His experience helped him so much, Day was selected as the company honorman, the recruit who led and performed the best while in basic training.

"The Army gave (Day) a building block. We gave him extra tools to sharpen his skills as a Marine," said Staff Sgt. Kevin MacCheyne, senior drill instructor, Platoon 3069, Company K. "His maturity also gained him the respect of the other recruits. He's 27; most of them are 18. He came here with a basic idea of what the military is like and that really helped him."

Day said he now understands why his father wanted him to be a Marine. There are small differences that may not seem important to those who haven't experienced them, according to Day.

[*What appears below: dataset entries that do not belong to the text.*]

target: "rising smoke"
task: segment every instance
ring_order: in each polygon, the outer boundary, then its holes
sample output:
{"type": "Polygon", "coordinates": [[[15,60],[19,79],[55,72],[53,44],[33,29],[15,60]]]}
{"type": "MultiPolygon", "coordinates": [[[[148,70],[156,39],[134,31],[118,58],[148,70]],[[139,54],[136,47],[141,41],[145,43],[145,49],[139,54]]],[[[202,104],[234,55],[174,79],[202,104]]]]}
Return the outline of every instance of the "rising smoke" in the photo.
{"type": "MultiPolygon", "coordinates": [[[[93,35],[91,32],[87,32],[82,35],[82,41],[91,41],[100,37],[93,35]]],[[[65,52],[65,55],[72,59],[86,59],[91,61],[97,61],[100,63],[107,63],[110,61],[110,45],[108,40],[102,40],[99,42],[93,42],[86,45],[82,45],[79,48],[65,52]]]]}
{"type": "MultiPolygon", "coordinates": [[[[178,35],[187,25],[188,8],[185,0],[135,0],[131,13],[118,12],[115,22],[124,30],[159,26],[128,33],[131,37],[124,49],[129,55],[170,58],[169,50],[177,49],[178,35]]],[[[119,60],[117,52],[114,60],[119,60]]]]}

"When I was picked as the honorman, the other guides and I got to eat a meal with the company first sergeant and the company officers," said Day. "We were able to ask questions about the Corps and talk to them in a relaxed environment. That doesn't happen in the Army."

Day enlisted as an infantryman, but as the company honorman, he is allowed to choose any job he wants. He said he wants to become a reconnaissance Marine.

"I am extremely proud of my son, but I always have been," said James A. Day Sr., his father. "I am honored that he is following in my footsteps and experiencing the Corps for himself."




Lance Cpl. James A. Day Jr., guide, Platoon 3069, Company K, practices for the graduation ceremony. At the ceremony, the guides return the guidons to their drill instructors to symbolize the disbanding of the platoon from recruit training.